PCB test: nails or TAP?
Rick Nelson, Senior Technical Editor- September 1, 2002
In-circuit test (ICT) systems have been the leaders in using electrical means to look for structural defects in PCBs. They employ bed-of-nails fixtures to provide electrical access to as many as 7000 or so circuit nodes simultaneously. But with the prevalence of multilayer boards and ball-grid-array (BGA) packages, circuit access isn't what it was in the era of single-sided PCBs populated by dual in-line packages (DIPs) and discrete components. To make up for the lack of physical access to electrical test points, boundary scan has emerged to provide access to nodes not accessible to fixture nails. In addition, it offers a fixtureless test alternative even when access is available.
Boundary scan was first proposed in 1985 and became the IEEE 1149.1 standard in 1990. But it has been slow to catch on, because it requires that IC manufacturers produce devices compatible with the boundary-scan spec (Ref. 1). Each device must physically include the standard-defined 4-wire Test Access Port (TAP), internal boundary-scan cells for each pin, and associated internal boundary-scan registers and other circuitry. In addition, the device vendor must provide Boundary Scan Description Language (BSDL) files that describe the workings of the chip's boundary-scan functions. That once meant a complexity that IC manufacturers were unwilling to fabricate and chip costs that customers were unwilling to pay. Gradually, however, PCB test-point-access problems proved to be more formidable than the problem of fabricating cost-effective boundary-scan-compliant digital devices, and board designers now can select from a variety of boundary-scan-compliant devices to populate their boards (Ref. 2).

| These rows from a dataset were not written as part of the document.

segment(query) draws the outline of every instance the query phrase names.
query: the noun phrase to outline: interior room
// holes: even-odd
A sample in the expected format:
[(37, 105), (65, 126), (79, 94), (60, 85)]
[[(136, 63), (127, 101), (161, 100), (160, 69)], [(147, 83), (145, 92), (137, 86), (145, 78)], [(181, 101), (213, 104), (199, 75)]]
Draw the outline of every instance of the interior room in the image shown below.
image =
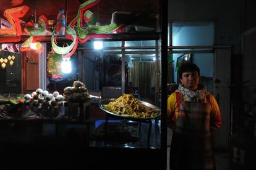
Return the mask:
[(255, 169), (254, 5), (1, 1), (2, 166)]

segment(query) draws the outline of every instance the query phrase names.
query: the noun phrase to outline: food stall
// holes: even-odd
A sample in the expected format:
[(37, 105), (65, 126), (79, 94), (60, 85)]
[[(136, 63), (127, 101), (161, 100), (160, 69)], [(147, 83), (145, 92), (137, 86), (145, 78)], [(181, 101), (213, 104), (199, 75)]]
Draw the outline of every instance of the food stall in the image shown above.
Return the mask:
[(53, 147), (56, 157), (66, 150), (77, 164), (86, 152), (99, 168), (109, 167), (106, 155), (164, 163), (163, 2), (66, 0), (54, 5), (58, 14), (51, 1), (5, 1), (0, 142)]

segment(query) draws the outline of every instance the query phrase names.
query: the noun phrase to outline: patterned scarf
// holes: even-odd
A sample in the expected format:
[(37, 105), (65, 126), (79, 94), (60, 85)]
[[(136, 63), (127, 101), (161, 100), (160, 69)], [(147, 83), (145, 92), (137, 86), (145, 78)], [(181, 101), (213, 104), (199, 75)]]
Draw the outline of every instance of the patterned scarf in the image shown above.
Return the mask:
[(207, 103), (207, 96), (209, 94), (207, 88), (203, 84), (198, 84), (198, 90), (195, 91), (186, 88), (182, 85), (179, 84), (178, 89), (175, 92), (181, 93), (185, 96), (187, 101)]

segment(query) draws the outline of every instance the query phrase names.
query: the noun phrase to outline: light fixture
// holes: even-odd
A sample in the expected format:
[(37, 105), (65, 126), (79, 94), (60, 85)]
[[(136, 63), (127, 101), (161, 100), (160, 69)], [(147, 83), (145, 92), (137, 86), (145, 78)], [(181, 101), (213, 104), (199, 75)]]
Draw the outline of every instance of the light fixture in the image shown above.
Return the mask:
[(95, 41), (93, 42), (94, 49), (101, 49), (103, 48), (103, 42), (101, 41)]
[(30, 43), (30, 48), (35, 50), (38, 50), (39, 49), (40, 49), (41, 46), (42, 45), (40, 42)]
[(71, 72), (72, 65), (71, 65), (71, 62), (69, 60), (70, 60), (70, 57), (62, 58), (62, 61), (61, 62), (61, 70), (63, 73), (70, 73)]

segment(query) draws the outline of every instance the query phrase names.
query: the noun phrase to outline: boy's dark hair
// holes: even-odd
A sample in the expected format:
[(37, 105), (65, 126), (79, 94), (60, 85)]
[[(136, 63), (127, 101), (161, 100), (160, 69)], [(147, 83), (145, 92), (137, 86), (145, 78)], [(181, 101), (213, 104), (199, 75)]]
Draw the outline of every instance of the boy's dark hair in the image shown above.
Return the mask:
[(199, 68), (194, 63), (191, 62), (186, 62), (182, 64), (179, 70), (179, 78), (181, 79), (182, 77), (182, 73), (186, 72), (194, 72), (197, 71), (198, 73), (198, 75), (200, 75), (200, 70)]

Even when designers began including boundary-scan-compliant devices on PCBs, test engineers were seldom able to make full use of boundary scan's promise. That's because, says Harry Bleeker, managing director of JTAG Technologies, classic ATE companies made use of the technique only to improve the quality of ICT, delivering boundary-scan vectors via the bed-of-nails—a technique called boundary in-circuit test (BICT)—but not supplanting the requirement for bed-of-nails access.
BICT's goal was to speed test-program development. In the early 1990s, notes Glenn Woppman, president, CEO, and founder of ASSET InterTech, test engineers might require weeks to develop an ICT strategy for a complex part like an Intel '386 microprocessor. For a boundary-scan-compliant version of the same device, test-development times could shrink to hours. At the time, neither board designers nor ATE vendors pushed for a comprehensive boundary-scan-based test strategy, says Woppman, so designers didn't complete the scan chains from device to device.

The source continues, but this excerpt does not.